Rompre brutalement avec le voisin russe, notre fournisseur de biens essentiels (pétrole, gaz, engrais, métaux divers) c’était initier un mécanisme pénuries/envol des prix qui expose la partie la plus précaire de la société au froid de l’hiver, à la faim et demain au chômage. Les nouveaux prix de l’énergie ne condamnent pas seulement les secteurs énergivores (aluminium, ciment, etc.) à fermer leurs portes ou à glisser vers des pays où la structure des coûts est plus favorable. Ils provoquent aussi dans le reste de l’industrie des pertes de compétitivité qui compromettent toute volonté sérieuse de redressement.
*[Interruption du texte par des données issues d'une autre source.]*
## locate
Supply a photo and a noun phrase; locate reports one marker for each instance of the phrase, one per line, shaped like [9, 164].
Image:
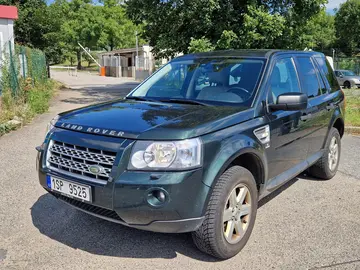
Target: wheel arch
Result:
[339, 125]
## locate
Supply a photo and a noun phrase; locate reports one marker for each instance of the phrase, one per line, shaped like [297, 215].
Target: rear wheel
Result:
[230, 216]
[328, 164]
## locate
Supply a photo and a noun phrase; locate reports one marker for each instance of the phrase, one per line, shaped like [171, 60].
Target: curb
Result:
[352, 130]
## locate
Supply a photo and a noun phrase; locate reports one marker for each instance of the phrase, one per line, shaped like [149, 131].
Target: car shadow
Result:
[100, 93]
[79, 230]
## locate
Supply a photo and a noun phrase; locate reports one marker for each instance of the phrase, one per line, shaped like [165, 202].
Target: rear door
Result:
[319, 108]
[287, 128]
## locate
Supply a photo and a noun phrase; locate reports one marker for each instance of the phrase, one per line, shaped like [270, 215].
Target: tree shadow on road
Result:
[100, 93]
[79, 230]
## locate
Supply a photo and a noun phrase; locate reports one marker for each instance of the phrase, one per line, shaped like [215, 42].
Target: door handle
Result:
[305, 117]
[330, 106]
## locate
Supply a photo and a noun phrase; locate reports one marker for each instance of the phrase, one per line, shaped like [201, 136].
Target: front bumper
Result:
[125, 199]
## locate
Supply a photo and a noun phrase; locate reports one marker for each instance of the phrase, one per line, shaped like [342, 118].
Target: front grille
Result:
[70, 158]
[89, 208]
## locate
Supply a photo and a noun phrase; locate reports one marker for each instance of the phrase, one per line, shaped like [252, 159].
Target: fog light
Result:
[157, 197]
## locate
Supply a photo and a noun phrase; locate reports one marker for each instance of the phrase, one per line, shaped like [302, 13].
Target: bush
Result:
[39, 97]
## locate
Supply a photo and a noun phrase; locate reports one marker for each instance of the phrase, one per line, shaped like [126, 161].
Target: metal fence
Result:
[19, 64]
[348, 63]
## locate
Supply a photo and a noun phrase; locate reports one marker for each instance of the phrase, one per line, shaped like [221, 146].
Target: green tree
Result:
[171, 25]
[117, 30]
[200, 45]
[347, 25]
[260, 29]
[83, 25]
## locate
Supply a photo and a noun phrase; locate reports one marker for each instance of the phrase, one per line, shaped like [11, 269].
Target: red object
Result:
[8, 12]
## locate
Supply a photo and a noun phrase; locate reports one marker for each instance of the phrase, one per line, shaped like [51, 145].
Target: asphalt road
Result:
[308, 224]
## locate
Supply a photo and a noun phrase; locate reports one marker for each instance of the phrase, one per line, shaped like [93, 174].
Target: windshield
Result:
[209, 81]
[348, 73]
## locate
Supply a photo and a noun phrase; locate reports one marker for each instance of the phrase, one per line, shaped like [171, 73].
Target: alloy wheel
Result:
[237, 214]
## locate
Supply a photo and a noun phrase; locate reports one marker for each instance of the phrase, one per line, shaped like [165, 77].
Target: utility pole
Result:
[137, 51]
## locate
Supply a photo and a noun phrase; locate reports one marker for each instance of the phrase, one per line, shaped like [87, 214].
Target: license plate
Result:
[71, 189]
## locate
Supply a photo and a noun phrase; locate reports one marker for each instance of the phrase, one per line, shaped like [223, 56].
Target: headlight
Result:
[177, 155]
[51, 124]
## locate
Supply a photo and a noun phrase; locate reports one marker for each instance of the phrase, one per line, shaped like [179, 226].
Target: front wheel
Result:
[230, 216]
[328, 164]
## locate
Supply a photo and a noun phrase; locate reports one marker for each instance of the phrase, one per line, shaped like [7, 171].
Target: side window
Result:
[309, 78]
[283, 79]
[234, 77]
[331, 81]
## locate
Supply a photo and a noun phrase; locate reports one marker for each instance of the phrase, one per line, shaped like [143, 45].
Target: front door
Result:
[287, 128]
[319, 111]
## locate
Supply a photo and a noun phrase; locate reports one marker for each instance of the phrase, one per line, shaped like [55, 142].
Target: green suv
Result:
[198, 144]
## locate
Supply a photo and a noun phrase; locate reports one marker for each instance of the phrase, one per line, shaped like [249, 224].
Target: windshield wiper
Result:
[184, 101]
[141, 99]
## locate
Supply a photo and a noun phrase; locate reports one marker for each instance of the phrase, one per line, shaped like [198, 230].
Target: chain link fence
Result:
[21, 66]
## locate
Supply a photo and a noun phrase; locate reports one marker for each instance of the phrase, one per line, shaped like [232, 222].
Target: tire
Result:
[210, 237]
[322, 168]
[347, 85]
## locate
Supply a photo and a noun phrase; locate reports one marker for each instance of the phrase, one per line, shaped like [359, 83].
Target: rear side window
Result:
[332, 82]
[283, 79]
[309, 78]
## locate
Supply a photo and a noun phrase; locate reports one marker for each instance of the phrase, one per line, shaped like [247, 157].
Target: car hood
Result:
[151, 120]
En un mot, notre économie va passer de la phase de désindustrialisation en cours depuis trois ou quatre décennies à une phase de quasi extinction industrielle. Or on sait que sans croissance forte, sans industrie forte, l’emploi, les finances publiques, le pouvoir d’achat, et la dette ne sont plus soutenables et que le spectre de la faillite s'invite dans la danse.
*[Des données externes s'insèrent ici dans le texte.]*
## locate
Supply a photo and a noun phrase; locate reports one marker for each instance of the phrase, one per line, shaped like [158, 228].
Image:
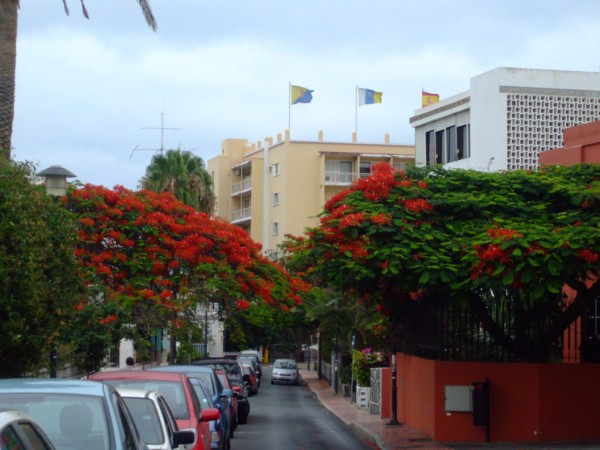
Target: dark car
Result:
[208, 376]
[234, 372]
[253, 361]
[74, 414]
[20, 431]
[250, 379]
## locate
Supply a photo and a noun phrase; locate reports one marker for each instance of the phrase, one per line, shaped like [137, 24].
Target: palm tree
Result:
[8, 61]
[184, 175]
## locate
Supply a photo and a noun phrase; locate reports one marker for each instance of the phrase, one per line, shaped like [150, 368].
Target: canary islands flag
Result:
[429, 99]
[368, 96]
[301, 95]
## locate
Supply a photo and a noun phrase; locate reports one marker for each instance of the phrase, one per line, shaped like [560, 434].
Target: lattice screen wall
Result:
[535, 123]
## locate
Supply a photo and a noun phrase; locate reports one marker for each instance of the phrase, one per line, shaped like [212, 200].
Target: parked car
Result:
[208, 376]
[250, 379]
[233, 406]
[74, 414]
[20, 431]
[155, 421]
[254, 361]
[179, 394]
[217, 431]
[234, 371]
[285, 371]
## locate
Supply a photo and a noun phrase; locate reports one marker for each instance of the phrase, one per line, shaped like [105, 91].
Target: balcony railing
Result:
[241, 214]
[340, 178]
[241, 186]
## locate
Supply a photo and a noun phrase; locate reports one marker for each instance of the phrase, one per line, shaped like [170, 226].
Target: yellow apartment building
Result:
[279, 187]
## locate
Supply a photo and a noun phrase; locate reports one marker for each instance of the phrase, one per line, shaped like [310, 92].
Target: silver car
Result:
[155, 421]
[285, 371]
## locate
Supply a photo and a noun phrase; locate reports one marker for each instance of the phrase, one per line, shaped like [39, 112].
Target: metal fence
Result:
[445, 330]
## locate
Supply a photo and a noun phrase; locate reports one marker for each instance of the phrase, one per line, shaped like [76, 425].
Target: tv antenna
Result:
[162, 129]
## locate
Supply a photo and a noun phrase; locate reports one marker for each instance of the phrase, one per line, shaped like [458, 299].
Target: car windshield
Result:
[202, 395]
[285, 365]
[147, 421]
[172, 391]
[65, 418]
[207, 379]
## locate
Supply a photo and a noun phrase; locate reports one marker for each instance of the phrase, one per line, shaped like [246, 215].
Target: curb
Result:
[359, 431]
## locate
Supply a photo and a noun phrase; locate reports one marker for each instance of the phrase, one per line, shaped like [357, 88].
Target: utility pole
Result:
[162, 129]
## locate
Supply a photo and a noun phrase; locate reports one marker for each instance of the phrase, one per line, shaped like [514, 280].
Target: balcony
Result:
[241, 215]
[340, 178]
[241, 187]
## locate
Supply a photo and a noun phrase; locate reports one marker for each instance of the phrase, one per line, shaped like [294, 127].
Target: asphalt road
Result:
[291, 418]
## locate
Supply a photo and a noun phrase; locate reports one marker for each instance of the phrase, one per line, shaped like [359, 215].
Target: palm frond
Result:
[85, 14]
[150, 20]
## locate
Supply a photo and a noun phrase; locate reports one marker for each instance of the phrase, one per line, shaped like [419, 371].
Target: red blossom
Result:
[381, 219]
[242, 304]
[108, 319]
[417, 205]
[589, 256]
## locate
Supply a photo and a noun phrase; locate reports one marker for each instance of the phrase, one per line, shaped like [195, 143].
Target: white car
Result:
[285, 371]
[155, 421]
[18, 430]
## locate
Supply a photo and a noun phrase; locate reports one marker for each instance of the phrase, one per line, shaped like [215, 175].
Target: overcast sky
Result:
[89, 92]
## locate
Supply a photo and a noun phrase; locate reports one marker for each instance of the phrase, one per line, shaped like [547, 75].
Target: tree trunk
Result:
[8, 63]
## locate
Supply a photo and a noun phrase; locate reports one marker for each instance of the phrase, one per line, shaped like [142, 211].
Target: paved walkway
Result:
[375, 432]
[369, 427]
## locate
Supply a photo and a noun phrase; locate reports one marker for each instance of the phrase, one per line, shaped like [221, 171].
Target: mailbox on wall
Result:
[457, 398]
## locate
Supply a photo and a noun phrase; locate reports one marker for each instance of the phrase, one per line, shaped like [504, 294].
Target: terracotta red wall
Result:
[581, 145]
[528, 402]
[386, 386]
L’économie phare de l’Europe, l’Allemagne, engagée dans la même galère, s’enfonce dans la crise en emportant avec elle l’Euro, cette signature qui a permis à nos dirigeants de s’endetter commodément et de masquer les aberrations de leur gestion. Les Français importent les 2/3 des biens industriels qu’ils consomment. Comment acquérir encore ces biens dans la mesure où leur cherté est indexée sur la valeur déclinante de l’Euro ? A la perte de compétitivité s’ajoutent de nouvelles contraintes financières (inflation/taux d'intérêt), les deux mâchoires d’une tenaille qui relègue au rang de chimères, la réforme des secteurs de la santé et de l’éducation, la transition climatique, et tutti quanti. De plus le secteur bancaire et financier européen, exposé au risque de défaillances d'entreprises et de défauts souverains, tremble silencieusement sur ses bases.

Le choc des sanctions aggrave les travers de l’Union européenne qui prennent le pas sur le visage souriant de paix et de prospérité qu'elle veut afficher. Aux infirmités congénitales d’une zone qui a réuni dans un même espace monétaire des sociétés économiquement, culturellement et technologiquement hétérogènes, s'ajoutent, du fait de la rupture avec la Russie, une concurrence féroce pour l’accès au gaz, le chacun pour soi budgétaire, la résurgence des vieilles rancunes en même temps que de nouvelles fractures entre les plus va-t'en guerre hyper atlantistes de l’Est et les moins va-t'en guerre de l'Ouest de l'Europe. La Pologne réclame à l’Allemagne 1300 milliards d’Euros de réparations pour la seconde guerre mondiale, l’Allemagne refuse les projets de contrôle communautaire des prix de l’énergie et se dote d’un plan de sauvetage qui pulvérise la lettre et l’esprit des traités, l’Italie et la France font à Alger une cour pleine de sous-entendus, etc. L'Union européenne est à quelques pas de l'effondrement de l'intérieur parce que la rupture violente avec la Russie jette une lumière cruelle sur les ambitions et les mystifications de sa conception.

Pire, la sidération des peuples européens se double de poussées de rage russophobe. Ces deux objectifs symétriques sont parfaitement atteints par l'omniprésence obsédante propagande qui éteint les scrupules moraux. On livre sur le champ de bataille ukrainien les armes les plus meurtrières sans s'interroger sur les jeunes vies qu'elles vont détruire, on assiste sans ciller au réarmement de l'Allemagne. La liberté d'expression est officiellement proscrite par le point 4 des conclusions du G7 du 11 octobre[1] et les tables rondes des chaines d'information excluent rageusement les voix discordantes depuis 8 mois.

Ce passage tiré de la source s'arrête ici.